Esta normativa busca prohibir de manera permanente el tránsito de bienes, embarcaciones y equipos militares vinculados a Estados Unidos, Israel y a cualquier nación considerada hostil por Teherán, transformando las restricciones militares en un marco legal rígido.
La medida llega en un momento de estancamiento en las negociaciones diplomáticas. Mientras el presidente estadounidense Donald Trump exige compensaciones financieras a Irán y asegura mantener una estrategia de presión controlada, el régimen iraní mantiene exigencias maximalistas —como el levantamiento total del bloqueo naval y la retirada de fuerzas extranjeras— para permitir la normalización del paso en esta vía marítima clave para el suministro energético global.

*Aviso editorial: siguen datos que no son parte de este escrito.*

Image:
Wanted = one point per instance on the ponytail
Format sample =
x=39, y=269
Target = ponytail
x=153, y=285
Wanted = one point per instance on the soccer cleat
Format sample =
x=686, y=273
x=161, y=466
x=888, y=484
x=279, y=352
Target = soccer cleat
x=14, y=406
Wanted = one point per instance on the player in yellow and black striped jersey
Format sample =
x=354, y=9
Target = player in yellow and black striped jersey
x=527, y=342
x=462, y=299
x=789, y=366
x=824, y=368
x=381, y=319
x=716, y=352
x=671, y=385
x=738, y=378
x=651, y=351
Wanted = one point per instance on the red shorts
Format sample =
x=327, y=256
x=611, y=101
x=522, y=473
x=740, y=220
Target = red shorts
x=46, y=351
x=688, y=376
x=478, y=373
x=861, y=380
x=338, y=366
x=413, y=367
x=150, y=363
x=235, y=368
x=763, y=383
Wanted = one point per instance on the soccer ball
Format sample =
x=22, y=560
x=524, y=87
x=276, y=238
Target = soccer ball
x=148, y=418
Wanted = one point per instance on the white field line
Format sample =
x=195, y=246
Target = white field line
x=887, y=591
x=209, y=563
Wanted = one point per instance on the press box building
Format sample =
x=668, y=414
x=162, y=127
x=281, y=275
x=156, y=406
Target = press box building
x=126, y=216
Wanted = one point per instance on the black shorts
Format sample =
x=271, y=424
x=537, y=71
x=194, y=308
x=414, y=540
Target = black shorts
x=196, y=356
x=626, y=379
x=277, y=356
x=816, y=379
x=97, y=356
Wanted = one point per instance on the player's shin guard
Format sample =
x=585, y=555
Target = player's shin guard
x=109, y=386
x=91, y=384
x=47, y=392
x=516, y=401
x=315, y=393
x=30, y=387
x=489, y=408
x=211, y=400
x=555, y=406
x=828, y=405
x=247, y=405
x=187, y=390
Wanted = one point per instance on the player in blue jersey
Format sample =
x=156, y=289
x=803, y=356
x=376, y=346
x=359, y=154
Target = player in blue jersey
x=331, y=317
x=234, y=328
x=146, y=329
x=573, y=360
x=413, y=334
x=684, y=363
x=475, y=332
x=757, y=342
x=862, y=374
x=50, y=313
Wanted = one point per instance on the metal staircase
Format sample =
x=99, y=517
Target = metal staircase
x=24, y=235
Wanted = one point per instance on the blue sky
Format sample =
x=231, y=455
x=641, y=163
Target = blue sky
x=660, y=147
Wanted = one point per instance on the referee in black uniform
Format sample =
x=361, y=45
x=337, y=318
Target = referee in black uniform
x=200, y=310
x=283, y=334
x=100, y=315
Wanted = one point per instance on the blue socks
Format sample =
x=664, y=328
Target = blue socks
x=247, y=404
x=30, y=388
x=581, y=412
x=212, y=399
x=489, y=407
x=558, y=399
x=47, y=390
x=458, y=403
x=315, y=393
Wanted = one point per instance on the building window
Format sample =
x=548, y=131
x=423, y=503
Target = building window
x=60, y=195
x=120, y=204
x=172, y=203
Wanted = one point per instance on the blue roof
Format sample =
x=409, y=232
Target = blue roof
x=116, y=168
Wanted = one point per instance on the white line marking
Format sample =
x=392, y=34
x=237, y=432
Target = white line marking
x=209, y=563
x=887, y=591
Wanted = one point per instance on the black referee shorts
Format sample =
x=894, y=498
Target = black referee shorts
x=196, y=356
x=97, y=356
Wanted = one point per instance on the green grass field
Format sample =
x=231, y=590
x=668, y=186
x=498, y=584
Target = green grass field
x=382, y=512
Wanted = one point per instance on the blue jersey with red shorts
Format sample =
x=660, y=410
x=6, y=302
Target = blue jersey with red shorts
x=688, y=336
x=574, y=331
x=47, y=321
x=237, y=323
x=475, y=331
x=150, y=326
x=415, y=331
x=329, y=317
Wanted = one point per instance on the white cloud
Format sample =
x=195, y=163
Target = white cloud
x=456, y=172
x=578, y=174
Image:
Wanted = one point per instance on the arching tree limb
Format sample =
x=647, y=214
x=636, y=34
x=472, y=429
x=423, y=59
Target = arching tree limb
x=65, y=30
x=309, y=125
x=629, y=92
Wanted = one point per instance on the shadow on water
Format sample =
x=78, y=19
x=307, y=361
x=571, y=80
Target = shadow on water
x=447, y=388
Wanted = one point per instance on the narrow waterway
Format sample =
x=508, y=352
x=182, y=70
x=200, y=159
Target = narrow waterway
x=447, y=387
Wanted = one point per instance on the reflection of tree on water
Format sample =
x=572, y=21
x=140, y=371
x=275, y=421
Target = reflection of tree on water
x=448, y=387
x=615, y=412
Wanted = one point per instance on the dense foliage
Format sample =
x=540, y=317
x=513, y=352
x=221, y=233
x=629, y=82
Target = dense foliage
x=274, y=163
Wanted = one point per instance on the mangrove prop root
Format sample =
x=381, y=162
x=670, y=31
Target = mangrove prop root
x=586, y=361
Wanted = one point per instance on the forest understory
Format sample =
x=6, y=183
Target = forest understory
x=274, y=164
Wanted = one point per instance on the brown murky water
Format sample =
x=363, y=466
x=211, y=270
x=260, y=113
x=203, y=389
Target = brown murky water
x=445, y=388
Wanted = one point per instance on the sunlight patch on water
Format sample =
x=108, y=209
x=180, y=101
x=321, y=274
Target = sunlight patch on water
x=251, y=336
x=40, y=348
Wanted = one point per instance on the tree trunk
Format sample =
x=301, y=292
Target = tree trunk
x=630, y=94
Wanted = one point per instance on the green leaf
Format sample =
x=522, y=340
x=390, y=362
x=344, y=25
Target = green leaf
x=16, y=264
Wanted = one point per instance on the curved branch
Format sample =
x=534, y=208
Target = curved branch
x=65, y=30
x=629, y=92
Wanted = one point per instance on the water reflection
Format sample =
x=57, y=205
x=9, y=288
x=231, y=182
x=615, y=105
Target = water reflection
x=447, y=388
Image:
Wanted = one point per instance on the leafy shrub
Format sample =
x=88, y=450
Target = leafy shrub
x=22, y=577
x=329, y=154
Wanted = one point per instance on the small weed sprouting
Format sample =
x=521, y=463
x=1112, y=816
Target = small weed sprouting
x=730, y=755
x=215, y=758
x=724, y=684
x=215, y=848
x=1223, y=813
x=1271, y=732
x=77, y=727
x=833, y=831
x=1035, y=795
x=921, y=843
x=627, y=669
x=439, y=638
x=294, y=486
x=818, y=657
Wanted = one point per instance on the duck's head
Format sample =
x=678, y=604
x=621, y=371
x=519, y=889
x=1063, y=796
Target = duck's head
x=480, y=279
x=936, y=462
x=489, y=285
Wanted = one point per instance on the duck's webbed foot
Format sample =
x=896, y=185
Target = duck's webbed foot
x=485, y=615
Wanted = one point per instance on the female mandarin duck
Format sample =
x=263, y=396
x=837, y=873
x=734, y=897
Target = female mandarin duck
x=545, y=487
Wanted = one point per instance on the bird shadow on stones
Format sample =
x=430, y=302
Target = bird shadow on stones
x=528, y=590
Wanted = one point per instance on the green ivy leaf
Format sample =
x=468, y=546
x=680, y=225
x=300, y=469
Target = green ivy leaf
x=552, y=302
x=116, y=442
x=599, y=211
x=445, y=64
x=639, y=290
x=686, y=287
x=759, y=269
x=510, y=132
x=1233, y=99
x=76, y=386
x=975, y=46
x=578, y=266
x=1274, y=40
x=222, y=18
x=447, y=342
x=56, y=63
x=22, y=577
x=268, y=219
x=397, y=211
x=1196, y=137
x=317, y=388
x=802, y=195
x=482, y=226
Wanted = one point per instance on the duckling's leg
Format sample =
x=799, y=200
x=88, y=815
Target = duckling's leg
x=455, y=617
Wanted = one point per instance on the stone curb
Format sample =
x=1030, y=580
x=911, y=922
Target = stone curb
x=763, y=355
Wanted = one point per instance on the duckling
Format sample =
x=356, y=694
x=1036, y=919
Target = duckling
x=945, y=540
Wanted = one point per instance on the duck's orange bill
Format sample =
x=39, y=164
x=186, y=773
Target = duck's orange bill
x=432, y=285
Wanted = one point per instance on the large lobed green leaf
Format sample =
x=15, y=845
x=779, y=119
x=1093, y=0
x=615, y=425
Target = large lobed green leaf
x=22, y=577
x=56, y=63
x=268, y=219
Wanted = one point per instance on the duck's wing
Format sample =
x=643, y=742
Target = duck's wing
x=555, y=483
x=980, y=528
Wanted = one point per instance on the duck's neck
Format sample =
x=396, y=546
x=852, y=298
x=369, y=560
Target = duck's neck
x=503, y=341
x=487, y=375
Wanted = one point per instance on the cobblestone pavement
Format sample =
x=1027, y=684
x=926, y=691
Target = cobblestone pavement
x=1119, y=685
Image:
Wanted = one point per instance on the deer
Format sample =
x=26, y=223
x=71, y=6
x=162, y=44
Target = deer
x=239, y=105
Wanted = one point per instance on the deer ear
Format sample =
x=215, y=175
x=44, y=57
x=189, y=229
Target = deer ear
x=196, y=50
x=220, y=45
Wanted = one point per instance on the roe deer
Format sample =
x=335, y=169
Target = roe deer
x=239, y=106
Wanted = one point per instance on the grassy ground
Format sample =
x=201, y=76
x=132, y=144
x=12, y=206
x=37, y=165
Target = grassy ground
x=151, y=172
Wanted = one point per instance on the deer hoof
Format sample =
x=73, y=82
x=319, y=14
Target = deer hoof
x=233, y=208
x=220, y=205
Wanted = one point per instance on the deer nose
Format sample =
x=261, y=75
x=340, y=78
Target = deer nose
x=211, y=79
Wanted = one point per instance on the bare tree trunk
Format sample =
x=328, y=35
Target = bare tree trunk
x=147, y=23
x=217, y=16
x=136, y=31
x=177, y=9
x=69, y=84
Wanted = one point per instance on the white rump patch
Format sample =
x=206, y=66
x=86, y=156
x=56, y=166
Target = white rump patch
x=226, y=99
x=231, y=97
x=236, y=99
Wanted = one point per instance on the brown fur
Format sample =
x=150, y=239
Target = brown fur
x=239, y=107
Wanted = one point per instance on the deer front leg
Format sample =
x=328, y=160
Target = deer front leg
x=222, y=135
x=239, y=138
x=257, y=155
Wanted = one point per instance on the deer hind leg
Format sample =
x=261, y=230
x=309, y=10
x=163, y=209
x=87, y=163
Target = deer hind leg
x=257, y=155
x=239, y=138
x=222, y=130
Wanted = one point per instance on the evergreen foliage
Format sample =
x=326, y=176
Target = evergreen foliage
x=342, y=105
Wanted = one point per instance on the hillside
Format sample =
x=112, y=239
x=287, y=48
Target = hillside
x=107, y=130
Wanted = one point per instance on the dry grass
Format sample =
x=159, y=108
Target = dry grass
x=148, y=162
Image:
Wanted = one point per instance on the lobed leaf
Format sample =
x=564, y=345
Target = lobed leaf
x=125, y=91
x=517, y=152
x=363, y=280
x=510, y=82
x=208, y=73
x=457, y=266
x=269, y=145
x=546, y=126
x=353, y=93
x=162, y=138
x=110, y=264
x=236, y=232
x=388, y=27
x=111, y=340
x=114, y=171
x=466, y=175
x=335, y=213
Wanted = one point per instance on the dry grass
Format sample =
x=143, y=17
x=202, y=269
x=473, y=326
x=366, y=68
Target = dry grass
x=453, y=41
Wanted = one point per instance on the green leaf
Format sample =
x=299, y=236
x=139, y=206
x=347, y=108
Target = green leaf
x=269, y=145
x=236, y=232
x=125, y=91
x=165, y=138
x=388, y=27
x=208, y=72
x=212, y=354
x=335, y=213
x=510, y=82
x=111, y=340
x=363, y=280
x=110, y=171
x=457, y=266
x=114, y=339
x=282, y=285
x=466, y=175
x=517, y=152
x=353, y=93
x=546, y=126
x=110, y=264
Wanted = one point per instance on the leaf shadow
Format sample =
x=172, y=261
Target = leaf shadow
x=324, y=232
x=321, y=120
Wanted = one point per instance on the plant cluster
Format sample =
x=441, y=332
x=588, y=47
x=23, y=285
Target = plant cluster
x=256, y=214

Por su parte, el escenario regional sigue fracturado tras los recientes roces diplomáticos y militares, que incluyen ataques de precisión contra infraestructura petrolera y buques comerciales en la zona.
Paralelamente, las fricciones escalan también en el frente diplomático general, luego de que el gobierno israelí manifestara su rechazo a los planes de paz propuestos para la Franja de Gaza hasta lograr el desarme total de las milicias de Hamás, distanciando aún más las perspectivas de un alto al fuego integral en Oriente Medio.